Objects in Conflict, Israeli and Palestinian Stories

Oded Balilty, It is like I am being held up on my tippy toes: Jerusalem Post reporter Erik Schechter survives a suicide bombing in the center of Jerusalem, 2003, black and white photograph, courtesy of Nadette de Visser

Amsterdam
Objects in Conflict, Israeli and Palestinian Stories
Arti et Amicitiae
May 18–June 4, 2006

In times of conflict and war, the dominant media discourse shifts all too easily into recounting death tolls, numbers of wounded refugees, and costs in material damage. What is often forgotten, or processed for the sake of “breaking news” into consumable bits,a re the personal stories of those who suffer at the hands of violence. If armed conflict is always dehumanizing in every respect, then its by product is that individual subjects — men, women, and children — are reduced to two dimensions, caught up within the larger machinery of militarism and politics.

We tend to invest the objects that surround us with meanings and narratives; a familiar, if not tired, artistic strategy is that of excavating those meanings. Safeguarding the integrity of the object calls for sensitivity in matters of mediation and (re)presentation. The latter becomes most urgent when an artist or curator tries to take up a political point, or at an extreme, when a political agenda seems the most prominent feature of a project.

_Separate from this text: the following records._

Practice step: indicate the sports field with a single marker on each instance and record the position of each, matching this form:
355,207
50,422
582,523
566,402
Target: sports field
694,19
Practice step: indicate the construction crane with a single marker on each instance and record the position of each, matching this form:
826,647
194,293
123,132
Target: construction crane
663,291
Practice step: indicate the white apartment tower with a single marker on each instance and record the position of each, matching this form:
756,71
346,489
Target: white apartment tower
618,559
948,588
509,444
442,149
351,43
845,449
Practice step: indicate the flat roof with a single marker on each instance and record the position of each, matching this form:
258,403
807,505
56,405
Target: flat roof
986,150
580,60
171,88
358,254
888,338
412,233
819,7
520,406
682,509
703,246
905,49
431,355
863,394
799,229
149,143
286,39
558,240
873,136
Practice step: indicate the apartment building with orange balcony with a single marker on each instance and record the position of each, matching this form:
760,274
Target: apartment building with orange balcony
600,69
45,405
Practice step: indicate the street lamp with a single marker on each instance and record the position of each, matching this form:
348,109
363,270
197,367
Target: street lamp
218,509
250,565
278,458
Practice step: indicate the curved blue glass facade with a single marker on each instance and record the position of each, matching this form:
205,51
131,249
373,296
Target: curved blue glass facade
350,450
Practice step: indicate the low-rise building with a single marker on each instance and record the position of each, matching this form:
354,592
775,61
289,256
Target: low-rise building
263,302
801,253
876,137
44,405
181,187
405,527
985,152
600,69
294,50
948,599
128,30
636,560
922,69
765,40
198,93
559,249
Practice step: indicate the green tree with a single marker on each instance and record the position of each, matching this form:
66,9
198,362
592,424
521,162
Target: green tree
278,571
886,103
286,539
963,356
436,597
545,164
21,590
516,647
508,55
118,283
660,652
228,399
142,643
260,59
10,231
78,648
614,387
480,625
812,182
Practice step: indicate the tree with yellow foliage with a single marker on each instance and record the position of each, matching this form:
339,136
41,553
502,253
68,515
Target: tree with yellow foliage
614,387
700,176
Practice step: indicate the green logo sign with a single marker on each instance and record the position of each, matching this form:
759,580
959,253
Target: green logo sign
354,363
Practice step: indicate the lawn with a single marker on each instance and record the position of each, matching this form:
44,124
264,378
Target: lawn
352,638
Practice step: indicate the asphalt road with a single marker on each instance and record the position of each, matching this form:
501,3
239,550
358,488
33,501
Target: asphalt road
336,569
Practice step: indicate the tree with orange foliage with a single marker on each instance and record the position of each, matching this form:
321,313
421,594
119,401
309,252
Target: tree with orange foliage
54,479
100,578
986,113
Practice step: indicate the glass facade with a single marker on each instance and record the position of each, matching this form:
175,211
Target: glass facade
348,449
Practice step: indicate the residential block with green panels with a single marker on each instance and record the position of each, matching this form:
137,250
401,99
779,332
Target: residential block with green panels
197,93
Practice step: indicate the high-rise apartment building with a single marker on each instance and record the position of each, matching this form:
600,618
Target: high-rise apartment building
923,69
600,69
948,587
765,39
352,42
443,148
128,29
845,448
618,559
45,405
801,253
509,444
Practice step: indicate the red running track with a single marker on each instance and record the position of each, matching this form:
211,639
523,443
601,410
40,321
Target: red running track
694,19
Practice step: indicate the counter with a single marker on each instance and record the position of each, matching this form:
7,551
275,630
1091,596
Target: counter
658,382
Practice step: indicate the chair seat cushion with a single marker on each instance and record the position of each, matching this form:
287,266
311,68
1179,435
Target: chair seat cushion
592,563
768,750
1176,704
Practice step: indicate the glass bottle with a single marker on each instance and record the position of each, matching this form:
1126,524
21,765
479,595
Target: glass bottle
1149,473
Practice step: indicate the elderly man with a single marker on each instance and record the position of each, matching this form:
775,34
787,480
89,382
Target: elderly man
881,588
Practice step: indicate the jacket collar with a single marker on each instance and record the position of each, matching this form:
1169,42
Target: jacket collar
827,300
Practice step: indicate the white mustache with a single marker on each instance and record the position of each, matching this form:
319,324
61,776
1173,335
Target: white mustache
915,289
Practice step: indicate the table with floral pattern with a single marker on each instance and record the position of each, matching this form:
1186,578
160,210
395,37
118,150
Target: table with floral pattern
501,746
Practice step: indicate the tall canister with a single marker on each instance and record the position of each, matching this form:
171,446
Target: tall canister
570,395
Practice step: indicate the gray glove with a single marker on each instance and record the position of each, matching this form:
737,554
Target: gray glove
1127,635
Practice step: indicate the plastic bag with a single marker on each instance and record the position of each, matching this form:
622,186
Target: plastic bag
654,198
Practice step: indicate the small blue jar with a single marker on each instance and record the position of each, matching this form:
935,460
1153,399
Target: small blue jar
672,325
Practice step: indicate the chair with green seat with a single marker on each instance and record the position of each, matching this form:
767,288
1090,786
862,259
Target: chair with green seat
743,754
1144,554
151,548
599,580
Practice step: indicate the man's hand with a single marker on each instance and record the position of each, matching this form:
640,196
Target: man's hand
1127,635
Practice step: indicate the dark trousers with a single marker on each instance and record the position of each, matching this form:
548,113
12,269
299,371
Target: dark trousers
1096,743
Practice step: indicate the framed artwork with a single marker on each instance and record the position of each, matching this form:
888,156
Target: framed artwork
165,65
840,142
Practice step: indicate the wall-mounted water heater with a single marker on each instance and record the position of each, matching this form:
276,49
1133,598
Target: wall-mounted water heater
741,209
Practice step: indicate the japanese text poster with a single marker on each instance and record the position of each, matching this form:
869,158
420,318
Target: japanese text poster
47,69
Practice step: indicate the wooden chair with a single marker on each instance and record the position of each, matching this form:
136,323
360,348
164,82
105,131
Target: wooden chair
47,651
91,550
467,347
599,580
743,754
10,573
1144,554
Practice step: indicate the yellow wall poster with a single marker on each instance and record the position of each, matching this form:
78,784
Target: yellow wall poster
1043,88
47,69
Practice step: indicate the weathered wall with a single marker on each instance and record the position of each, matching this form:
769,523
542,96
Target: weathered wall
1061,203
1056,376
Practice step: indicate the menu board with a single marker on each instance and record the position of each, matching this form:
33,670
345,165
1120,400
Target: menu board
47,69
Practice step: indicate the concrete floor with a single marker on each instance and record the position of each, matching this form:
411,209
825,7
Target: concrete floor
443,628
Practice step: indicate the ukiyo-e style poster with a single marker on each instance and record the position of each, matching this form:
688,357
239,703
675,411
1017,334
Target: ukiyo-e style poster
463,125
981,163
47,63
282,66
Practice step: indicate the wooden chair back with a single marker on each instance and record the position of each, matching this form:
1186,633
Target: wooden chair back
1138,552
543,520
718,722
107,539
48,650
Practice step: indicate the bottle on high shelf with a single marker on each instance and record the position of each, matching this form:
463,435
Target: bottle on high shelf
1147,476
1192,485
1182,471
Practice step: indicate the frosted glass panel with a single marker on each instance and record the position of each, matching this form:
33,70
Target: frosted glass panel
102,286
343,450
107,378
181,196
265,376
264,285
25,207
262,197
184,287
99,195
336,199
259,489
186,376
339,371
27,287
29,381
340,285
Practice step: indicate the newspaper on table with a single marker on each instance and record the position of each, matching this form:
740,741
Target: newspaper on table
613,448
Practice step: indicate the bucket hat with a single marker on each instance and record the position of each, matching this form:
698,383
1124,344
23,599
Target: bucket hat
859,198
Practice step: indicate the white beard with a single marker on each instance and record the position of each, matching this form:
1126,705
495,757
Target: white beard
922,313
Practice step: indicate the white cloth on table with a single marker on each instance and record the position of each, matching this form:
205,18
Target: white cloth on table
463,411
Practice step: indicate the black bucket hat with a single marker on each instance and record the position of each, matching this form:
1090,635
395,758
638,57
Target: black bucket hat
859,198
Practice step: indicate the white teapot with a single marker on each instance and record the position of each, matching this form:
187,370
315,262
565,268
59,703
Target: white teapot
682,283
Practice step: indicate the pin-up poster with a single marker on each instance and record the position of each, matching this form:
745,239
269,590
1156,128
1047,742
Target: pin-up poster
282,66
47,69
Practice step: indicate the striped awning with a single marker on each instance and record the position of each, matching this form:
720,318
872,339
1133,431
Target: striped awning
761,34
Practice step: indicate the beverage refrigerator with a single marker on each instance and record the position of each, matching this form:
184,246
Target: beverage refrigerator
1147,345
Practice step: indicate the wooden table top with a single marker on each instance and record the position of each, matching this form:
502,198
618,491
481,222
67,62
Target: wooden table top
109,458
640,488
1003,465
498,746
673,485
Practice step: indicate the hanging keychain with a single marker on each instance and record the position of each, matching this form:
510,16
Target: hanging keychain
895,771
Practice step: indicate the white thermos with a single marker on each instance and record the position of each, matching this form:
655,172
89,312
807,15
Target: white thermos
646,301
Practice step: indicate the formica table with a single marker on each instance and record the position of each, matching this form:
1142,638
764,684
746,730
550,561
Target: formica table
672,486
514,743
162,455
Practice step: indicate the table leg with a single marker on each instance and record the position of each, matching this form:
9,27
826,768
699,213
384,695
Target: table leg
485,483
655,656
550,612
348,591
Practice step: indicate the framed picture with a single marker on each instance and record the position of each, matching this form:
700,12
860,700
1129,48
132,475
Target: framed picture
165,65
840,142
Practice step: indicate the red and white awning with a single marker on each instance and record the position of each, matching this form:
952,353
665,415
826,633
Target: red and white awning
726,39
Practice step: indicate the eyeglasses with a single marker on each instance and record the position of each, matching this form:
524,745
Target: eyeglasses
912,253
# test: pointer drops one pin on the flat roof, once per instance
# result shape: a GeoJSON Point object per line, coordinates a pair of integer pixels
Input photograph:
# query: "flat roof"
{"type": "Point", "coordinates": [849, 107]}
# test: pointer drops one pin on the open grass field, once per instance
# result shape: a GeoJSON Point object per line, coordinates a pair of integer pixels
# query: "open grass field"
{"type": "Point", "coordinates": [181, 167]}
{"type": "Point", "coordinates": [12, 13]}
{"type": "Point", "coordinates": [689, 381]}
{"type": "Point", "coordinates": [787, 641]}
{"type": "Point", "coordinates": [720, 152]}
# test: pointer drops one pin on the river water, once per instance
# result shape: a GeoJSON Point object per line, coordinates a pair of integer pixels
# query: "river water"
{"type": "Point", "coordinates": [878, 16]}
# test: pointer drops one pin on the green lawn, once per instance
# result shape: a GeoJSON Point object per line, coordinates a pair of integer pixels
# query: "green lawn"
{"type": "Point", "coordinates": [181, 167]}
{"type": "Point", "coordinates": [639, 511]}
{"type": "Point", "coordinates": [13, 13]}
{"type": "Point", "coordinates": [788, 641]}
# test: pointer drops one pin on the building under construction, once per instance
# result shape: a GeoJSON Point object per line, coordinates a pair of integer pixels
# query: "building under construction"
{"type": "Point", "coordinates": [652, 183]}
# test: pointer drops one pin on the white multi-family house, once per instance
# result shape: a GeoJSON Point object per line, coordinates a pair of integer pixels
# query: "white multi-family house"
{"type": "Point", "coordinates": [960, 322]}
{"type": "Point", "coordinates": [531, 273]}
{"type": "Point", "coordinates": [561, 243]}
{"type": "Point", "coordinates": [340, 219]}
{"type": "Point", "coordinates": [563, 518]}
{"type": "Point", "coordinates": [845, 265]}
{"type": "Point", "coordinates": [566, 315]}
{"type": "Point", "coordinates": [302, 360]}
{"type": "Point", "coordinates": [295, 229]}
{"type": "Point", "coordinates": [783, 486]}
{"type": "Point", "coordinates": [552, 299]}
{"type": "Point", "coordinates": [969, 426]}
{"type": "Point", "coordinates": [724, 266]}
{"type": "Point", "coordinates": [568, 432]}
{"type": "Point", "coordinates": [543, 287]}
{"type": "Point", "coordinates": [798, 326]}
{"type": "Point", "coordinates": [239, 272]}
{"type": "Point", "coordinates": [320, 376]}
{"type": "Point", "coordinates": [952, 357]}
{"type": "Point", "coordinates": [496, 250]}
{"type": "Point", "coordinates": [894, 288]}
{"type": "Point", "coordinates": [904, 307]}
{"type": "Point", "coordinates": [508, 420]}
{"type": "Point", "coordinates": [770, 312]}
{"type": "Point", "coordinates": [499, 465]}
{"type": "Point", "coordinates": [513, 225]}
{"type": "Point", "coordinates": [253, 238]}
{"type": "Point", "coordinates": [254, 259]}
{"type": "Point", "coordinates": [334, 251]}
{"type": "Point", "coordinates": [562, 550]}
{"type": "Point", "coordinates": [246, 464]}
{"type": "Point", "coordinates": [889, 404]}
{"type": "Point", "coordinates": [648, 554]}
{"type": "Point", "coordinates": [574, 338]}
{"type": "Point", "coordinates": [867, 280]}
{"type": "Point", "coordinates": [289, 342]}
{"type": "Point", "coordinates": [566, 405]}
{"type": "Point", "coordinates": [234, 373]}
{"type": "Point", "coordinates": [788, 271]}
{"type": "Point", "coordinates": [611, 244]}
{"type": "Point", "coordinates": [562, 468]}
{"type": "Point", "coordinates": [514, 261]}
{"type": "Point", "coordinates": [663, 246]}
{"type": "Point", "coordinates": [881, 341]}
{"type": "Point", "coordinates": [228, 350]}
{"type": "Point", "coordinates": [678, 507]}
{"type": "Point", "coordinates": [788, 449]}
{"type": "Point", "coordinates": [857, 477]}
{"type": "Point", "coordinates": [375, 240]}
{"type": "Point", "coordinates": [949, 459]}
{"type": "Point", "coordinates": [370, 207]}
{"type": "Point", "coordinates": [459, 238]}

Such is the case for “Objects in Conflict, Israeli and Palestinian Stories,” an exhibition conceived of by Dutch journalist and art historian Nadette de Visser. Held at Arti et Amicitiae, a white cube space in Amsterdam, the exhibition’s stated aim was to “place the Israeli-Palestinian conflict in a personal context” through the showcasing of sixteen objects, all beautifully photographed and accompanied by the accounts of their owners, half of them Israeli, half of them Palestinian. Exhibitions such as these always walk a fine line between political activism and aesthetics; finding a way for the two to reinforce each other, rather than cancel each other out, is a difficult task. Yet if the objective was to highlight “the conflict seen through the eyes of individual people with their individual story,” then the format of presentation, choice of venue, and omnipotent signature of the curator all worked against it.

De Visser seems to have resorted to a “one size fits all” formula in presenting her images and textual accounts: whether we are viewing the spectacle of a Palestinian cameraman killed by Israeli Defense Forces in Nablus, the dogtags of a refusenik, the key to the ancestral home of a dispossessed family, or the jacket of a survivor of a suicide bombing in Jerusalem,such objects are each constrained within a uniform aesthetic. Granted, the photographs — by Israeli Associated Press photographer Oded Balilty, who is, by the way, only mentioned and credited in the colophon of the quadrilingual (English, Arabic, Hebrew, Dutch) exhibition catalogue — are beautiful still lifes. Nevertheless, the uniform approach renders the pictures and stories unengaging for the visitor, eventually becoming an exercise in serializing drama. Moreover, the photographs themselves aren’t “action shots” of the personal objects, but staged artistic translations, devoid of any contextual and geopolitical information, let alone the presence of their owners. The singularity of the objects and personal narratives can’t speak within this format, and it’s a pity. The use of static media, such as photography and text, reinforces this and somehow erases the voices of de Visser’s interviewees, transforming them from subjects in conflict to mere constructed objets d’art on display.

For an undertaking seeking to counter media headlines and TV visuals,the choice of medium is decisive.Lebanese artist Lamia Joreige’s ongoing documentary project “Objects of War” (which was not featured in this show) is a case in point. By asking her subjects to talk about an object that, for them, is a symbol of the Lebanese civil war, she literally offers her interviewees a platform to express their own voices, engage in their own authorship. The editing and framing is careful, yet minimal and unobtrusive. At no point does the viewer feel the filmmaker’s interference. On the contrary, Joreige takes on the role of an archivist, a chronicler of untold stories, and a historian. We don’t find that forced aesthetic morphing of personal everyday objects into images for a coffeetable book, as is the case with the Amsterdam show.

De Visser inserts herself into a narrative that isn’t hers. Why, for example,does she insist on including a story of her own about a closed soap factory in the old city of Nablus? Where does that position her? Can a curator, bystander, and observer, within such charged subject matter,simply wedge herself in as a participant? Is it ever justifiable for a curator or an artist to edit and objectify the hardships of those caught up in violent conflict — for motives that are questionable at best? It seems revealing that de Visser’s name is the only one appearing (in huge letters, no less) on the cover of the catalogue.